On a philosophical level, it's important to accept that for writing quickly some visual sacrifices are necessary. It's not going to look like a fancy engraved score. But this is also liberating because it doesn't have to look like engraving so long as it's clear and consistent.

The primary suggestion from the book was to make the note head and stem as one combined gesture. This helps to ensure that the stems are all uniform in length and angle. There's some indication that classical composers like Mozart and Chopin did this, considering their tendency to draw curved beams.

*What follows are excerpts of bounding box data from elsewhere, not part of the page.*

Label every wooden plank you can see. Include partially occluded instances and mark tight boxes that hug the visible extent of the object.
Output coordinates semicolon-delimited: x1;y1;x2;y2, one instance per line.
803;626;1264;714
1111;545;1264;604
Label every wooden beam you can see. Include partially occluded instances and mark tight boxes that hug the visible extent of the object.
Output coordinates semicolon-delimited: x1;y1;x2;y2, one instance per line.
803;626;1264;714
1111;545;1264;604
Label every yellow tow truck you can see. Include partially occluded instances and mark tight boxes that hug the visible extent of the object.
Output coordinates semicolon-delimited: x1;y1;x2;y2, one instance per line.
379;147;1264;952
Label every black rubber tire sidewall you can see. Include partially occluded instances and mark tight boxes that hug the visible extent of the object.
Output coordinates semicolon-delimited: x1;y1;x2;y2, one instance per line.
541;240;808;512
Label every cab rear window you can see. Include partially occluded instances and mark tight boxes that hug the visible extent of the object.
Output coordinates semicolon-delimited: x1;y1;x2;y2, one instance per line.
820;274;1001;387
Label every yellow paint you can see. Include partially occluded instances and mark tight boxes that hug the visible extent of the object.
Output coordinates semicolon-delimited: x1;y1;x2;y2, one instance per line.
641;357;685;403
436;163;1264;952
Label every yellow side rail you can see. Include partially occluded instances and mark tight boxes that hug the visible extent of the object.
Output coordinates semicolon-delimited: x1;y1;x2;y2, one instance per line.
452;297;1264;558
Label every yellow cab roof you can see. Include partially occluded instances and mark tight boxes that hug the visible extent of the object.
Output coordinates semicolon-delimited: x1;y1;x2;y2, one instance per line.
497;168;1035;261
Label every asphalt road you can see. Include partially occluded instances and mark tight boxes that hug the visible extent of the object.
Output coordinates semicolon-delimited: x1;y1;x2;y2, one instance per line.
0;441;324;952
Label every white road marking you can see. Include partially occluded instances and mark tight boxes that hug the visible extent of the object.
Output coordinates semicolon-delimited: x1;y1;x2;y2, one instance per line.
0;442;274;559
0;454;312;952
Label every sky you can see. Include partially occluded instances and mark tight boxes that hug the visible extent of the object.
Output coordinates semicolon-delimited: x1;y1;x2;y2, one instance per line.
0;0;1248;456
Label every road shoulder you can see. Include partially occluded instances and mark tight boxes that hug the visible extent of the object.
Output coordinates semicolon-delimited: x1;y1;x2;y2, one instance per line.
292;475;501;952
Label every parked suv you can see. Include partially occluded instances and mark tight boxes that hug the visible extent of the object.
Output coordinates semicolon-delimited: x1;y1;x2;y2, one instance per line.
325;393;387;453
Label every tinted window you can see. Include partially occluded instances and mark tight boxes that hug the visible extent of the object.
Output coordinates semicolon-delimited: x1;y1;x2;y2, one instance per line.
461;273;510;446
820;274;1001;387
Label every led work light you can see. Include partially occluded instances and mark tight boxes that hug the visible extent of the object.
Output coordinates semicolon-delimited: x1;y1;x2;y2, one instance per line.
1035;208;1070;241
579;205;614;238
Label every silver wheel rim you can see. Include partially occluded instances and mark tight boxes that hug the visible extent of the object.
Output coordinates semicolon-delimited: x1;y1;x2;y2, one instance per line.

Next, the book advised that for non-beamed notes a flag should be a short line segment rather than a curve. Making the curve consistently would be much more difficult. Also, the first flag should be part of the same single motion as the note head and stem.

Next, all stems should be on the right. That is, notes should have a 'd' or 'q' shape, rather than the 'd' and 'p' shapes which are more normal in engraving. This facilitates a more consistent left to right motion for all notes.

Next -- I'm not sure whether this was in the book or I got it from elsewhere, but it feels consistent with the other ideas -- the French-style quarter rest, which is the reverse of the standard eighth rest, is much easier to execute and is preferred.


I'll add to others here. Practice a lot. Plan out your measure spacing and draw barlines before notes.noyes. It works well enough to use a pencil, but I have found that...

  • Using a mechanical pencil keeps line thickness consistent and you don't have to sharpen them.

  • Staedler makes a set of four, with sizes 0.3, 0.5, 0.7, and 0.9mm that has served me well for many years. Their marking pens work well also, they have sets of different widths which come in handy.

  • for pencil lead, you should by something fairly soft so it's easy to make dark lines. Don't waste your time with the standard 2hb. Look around online for 2B instead.

  • a small ruler, 4 to 6 inches, is handy for straight lines. If you can find a transparent one it's much easier to align things!